When I was diagnosed with breast cancer back in 1994, the term "triple-negative" breast cancer didn't exist. Diagnostic tests weren't as sophisticated as they are today. I did know that I was estrogen receptor-negative and that while my cancer was aggressive, it hadn't spread to my lymph nodes. I had surgery, chemotherapy, and radiation. Within six months my treatment was over, and I was told to get on with my life. Six months of treatment and I was done. So why were some of my friends, also estrogen receptor-negative, not so fortunate?

It was years later, during a routine check up with my oncologist that I asked him to review my pathology report to see if he thought that I might have fallen into the triple-negative camp. After close examination, he shrugged his shoulders and said that, most likely, I did. To be sure, they'd have to go down to the basement of Baylor, find my 12-year-old tumor, and run it through the gauntlet of diagnostic tests now available to determine such things. Eeek.

I've been cancer free for twelve years. I've lived with never really knowing what caused my cancer. I've lived with the fear that it might return--as we all do. I've lost friends with triple-negative breast cancer who ran out of treatment options far before they ran out of hope. For me, this new development honors their memory.


Mom and teen home, but debate rages on...

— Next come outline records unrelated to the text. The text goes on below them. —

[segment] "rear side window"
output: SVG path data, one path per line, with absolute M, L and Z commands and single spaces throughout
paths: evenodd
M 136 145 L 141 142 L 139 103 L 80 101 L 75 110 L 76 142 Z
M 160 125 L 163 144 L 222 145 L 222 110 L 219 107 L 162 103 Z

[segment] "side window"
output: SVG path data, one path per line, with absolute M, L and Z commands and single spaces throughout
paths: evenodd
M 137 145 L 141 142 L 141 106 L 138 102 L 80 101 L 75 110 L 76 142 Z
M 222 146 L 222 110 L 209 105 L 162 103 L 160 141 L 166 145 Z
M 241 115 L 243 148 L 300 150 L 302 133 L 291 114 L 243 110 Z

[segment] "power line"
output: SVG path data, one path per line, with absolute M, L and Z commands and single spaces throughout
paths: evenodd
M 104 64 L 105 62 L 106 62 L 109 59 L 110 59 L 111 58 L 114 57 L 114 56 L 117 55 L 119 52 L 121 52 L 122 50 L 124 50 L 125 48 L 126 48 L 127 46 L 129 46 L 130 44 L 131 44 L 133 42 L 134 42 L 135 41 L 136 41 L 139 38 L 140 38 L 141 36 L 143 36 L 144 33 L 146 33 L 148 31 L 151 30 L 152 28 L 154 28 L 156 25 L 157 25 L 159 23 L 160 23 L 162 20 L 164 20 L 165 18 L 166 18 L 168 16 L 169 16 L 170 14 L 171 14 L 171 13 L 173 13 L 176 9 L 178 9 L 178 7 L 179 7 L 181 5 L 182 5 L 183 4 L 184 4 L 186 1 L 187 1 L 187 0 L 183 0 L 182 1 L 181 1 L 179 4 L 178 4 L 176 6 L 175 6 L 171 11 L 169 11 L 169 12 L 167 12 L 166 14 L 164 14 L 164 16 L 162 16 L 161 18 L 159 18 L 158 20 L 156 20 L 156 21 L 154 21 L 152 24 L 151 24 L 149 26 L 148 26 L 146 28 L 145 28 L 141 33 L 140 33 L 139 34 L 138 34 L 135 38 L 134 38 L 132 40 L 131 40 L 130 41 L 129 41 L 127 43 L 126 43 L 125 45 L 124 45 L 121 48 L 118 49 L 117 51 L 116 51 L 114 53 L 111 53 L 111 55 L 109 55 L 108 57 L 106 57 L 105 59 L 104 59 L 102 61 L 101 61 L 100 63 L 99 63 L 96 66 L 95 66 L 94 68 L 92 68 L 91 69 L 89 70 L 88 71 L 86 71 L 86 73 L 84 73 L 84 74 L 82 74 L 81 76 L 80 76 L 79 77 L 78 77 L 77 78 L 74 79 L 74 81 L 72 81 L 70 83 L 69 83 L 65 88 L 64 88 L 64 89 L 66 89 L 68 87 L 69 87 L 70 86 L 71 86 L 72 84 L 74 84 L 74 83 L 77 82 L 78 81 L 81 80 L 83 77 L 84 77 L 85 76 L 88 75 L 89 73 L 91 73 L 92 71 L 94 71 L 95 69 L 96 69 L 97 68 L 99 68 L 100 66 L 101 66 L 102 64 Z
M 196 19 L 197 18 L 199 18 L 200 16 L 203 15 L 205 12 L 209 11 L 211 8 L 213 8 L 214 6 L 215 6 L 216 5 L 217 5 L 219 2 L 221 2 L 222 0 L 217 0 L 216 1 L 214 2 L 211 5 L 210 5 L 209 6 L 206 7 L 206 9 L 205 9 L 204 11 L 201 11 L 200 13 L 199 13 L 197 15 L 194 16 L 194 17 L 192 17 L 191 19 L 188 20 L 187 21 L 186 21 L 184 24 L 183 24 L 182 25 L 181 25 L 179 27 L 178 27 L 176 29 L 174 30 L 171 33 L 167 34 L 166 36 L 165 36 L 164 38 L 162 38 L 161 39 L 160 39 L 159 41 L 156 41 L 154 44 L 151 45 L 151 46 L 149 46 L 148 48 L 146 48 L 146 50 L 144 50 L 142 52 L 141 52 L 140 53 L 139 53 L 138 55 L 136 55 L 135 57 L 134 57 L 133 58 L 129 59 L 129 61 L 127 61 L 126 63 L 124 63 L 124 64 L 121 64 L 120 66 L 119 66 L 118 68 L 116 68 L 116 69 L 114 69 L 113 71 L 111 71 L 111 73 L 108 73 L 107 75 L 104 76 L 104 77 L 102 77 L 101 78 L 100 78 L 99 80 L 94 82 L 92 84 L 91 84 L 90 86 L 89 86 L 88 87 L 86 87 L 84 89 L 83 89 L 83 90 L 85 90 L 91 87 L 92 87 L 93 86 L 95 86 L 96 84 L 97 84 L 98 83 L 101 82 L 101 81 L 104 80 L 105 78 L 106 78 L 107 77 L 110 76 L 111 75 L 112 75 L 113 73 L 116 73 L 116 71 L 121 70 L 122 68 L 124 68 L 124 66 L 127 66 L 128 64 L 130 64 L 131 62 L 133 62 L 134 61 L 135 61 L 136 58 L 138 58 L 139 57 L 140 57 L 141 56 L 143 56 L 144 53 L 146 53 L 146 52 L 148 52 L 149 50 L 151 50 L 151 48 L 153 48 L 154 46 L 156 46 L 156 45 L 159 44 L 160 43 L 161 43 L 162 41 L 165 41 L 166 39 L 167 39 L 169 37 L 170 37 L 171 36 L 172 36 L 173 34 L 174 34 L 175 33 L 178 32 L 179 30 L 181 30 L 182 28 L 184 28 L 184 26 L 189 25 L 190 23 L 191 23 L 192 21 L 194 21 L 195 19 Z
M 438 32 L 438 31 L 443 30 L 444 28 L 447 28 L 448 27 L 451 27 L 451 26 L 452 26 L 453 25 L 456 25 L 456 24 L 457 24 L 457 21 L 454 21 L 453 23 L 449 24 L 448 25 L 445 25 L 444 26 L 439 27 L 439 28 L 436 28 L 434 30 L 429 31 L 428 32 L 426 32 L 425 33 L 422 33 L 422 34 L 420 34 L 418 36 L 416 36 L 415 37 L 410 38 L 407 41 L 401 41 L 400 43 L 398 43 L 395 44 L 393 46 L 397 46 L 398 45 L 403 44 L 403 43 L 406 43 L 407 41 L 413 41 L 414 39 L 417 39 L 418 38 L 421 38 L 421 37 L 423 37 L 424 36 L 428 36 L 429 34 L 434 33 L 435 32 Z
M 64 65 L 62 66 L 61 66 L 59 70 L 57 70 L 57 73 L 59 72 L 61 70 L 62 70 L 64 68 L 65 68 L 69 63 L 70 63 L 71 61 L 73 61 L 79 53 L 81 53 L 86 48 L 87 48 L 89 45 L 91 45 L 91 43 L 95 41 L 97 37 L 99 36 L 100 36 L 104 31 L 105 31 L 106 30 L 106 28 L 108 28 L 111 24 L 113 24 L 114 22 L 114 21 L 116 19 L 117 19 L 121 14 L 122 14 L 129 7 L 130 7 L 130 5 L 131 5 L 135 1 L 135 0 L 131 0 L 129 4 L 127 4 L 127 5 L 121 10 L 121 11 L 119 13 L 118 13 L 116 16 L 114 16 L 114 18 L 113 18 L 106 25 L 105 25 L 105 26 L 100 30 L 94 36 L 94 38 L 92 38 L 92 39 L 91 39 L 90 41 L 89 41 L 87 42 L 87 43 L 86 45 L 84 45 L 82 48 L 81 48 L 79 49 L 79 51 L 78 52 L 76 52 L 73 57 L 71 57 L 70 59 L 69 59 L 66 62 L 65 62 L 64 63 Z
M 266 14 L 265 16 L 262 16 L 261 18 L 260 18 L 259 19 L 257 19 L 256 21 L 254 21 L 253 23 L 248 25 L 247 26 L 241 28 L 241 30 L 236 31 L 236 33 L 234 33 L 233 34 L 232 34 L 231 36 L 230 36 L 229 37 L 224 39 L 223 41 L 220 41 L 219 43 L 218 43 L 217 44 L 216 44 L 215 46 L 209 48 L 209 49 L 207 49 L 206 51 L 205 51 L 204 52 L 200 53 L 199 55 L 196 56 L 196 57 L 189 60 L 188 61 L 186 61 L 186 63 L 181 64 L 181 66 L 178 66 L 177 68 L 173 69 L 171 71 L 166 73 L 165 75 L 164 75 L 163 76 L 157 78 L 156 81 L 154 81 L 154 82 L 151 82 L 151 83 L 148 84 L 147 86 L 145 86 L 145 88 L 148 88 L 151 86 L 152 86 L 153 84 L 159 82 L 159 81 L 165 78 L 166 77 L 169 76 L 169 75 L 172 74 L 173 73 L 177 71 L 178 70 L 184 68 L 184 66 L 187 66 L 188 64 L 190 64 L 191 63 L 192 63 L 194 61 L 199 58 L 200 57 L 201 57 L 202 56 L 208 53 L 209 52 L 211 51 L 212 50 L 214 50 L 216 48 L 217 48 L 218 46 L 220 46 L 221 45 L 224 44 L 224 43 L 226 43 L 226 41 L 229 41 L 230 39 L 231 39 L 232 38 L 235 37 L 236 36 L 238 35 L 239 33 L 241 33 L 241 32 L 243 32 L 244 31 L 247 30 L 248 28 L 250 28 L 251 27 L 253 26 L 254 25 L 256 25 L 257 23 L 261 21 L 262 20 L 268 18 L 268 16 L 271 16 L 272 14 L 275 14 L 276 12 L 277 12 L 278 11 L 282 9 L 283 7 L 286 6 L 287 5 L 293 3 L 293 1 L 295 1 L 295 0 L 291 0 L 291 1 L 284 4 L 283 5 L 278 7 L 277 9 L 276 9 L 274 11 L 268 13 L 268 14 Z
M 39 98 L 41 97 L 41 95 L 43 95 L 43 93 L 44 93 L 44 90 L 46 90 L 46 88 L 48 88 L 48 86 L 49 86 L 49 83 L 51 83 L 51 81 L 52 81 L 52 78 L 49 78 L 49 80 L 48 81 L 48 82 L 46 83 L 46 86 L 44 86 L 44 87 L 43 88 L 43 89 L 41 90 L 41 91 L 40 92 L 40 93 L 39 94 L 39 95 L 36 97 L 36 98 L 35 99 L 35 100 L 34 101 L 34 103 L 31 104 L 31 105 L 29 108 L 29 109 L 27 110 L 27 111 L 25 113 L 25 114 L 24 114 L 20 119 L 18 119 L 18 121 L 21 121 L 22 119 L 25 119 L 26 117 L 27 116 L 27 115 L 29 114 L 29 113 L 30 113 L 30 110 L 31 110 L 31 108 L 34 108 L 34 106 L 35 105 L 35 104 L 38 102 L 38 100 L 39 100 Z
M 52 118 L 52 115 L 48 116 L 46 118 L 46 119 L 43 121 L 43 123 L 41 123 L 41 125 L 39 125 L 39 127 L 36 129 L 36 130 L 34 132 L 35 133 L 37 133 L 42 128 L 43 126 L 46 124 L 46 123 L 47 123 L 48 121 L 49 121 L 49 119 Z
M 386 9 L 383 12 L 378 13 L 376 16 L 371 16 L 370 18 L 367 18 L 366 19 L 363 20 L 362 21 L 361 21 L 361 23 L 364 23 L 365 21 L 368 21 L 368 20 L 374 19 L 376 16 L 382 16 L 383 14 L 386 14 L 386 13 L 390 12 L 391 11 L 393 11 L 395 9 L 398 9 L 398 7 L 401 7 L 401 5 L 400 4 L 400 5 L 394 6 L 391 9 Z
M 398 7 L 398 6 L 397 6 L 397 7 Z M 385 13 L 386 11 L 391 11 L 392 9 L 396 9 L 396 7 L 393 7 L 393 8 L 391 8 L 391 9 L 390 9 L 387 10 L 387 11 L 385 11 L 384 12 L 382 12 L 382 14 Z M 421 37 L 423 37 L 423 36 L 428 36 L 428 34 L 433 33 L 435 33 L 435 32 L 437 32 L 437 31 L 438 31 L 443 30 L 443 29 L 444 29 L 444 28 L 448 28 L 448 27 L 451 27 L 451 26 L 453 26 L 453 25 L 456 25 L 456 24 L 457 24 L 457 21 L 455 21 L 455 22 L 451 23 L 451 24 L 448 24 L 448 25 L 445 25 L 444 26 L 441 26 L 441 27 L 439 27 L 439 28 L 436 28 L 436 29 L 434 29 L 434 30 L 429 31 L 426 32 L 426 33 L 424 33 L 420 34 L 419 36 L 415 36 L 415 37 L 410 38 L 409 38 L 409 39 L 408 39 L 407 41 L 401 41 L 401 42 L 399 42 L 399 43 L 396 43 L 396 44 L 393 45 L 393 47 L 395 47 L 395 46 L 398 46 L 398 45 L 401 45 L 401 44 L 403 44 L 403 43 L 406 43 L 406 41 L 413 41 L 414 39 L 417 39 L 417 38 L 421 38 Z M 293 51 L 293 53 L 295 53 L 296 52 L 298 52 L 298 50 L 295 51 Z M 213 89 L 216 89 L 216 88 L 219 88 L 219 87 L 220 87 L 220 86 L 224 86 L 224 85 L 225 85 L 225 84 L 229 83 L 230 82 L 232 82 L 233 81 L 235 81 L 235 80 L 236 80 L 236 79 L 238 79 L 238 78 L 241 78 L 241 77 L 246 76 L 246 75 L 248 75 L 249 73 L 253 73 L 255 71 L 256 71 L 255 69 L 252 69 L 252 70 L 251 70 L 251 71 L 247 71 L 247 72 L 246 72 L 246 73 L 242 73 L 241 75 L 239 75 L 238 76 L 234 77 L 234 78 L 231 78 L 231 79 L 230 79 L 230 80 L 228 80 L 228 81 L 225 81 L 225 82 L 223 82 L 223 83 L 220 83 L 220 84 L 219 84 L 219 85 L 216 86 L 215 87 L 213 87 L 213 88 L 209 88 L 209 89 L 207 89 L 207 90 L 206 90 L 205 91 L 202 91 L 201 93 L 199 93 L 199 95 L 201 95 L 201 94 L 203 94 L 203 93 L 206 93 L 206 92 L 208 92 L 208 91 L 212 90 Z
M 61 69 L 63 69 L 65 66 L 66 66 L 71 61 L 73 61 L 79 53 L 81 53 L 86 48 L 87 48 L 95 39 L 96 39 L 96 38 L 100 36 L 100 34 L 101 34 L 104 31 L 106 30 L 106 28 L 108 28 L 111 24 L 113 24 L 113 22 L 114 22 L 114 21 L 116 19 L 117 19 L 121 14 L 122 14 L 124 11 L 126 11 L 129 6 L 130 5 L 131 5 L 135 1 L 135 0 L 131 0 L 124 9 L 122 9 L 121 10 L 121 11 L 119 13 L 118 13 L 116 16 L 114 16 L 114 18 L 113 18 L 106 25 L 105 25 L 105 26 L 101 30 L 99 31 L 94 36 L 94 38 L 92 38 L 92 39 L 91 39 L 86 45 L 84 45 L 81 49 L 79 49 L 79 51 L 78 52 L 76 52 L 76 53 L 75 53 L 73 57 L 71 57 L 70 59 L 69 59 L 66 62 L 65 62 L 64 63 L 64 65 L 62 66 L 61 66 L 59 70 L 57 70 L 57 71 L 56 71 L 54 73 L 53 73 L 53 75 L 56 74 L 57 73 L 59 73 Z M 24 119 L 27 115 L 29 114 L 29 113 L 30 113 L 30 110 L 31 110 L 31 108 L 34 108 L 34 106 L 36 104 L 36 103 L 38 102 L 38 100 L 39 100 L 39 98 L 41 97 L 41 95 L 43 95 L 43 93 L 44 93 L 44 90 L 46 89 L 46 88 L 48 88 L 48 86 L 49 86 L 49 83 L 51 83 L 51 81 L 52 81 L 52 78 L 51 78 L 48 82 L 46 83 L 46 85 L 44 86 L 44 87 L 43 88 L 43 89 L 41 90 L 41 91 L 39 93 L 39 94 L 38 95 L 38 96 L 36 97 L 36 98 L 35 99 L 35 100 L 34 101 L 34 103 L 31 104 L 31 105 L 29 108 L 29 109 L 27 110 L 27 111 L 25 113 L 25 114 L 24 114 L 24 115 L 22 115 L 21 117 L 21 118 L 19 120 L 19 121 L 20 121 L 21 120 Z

I'm sure many of you have been following the plight of Daniel Hauser, the 13-year-old Minnesota boy who scrambled to the Mexico border with his mom in order to avoid undergoing court ordered chemotherapy. For those of you who haven't, let me catch you up. In January Daniel was diagnosed with Hodgkin's Lymphoma-- what experts are calling "a highly curable disease". He had one round of chemotherapy before his parents told doctors that he wasn't going to have any further treatment. The first treatment resulted in a reduction of cancer, but because Daniel hasn't had another treatment since, his cancer has returned to pre-treatment levels. The doctors were very concerned. So concerned in fact, they turned the matter over to the courts. They said Daniel has a good chance of achieving a complete remission if he resumes treatment. They felt that Daniel's life was in jeopardy and that his parents weren't acting in his best interest. Knowing that the courts were likely to force Daniel into chemotherapy, he and his mom fled town. Well, they're home now, less than a week since their life on the run began. Daniel's parents have told the judge that they will abide by whatever ruling is made--even if that means undergoing more chemotherapy.

But why did the Hausers decide against such a proven treatment plan in the first place? Like most issues related to cancer, it's complicated. The family is Roman Catholic, but they belong to a group called the Nemenhah Band, which promotes a "Do no harm" philosophy. They believe in natural healing methods advocated by some American Indians as an alternative to traditional treatment. In fact, Daniel and his mother believe that the treatment for his cancer is what will end up killing him-- not the cancer itself. They were seeking "less toxic" options to treat his cancer.

That decision resulted in a heated national debate surrounding the government's right to intervene in cases such as this. According to a recent MSNBC poll in which participants were asked if parents should be allowed to refuse cancer treatments for their sick children, public opinion was split. Of the 77,276 people who responded as of May 28th, 55% said "Yes, families should be allowed to make their own decisions in every aspect of medical care", and 45% said "No, refusing care that could save someone's life is a form of medical neglect". Many who answered "yes" said that while they did believe that the parents were putting the child at risk, this is America and we have a little document called The Bill of Rights that protect people in cases such as this. Those who answered "no" said that this was just another form of child abuse and that refusing to render medical aid to a sick child is unjustifiable.

I was thinking about my own cancer treatment and wondered how I would feel if someone told me that I had no right to refuse a particular therapy. Granted, I was 35 when I was diagnosed--not 13. What do you think? I'm looking forward to your comments.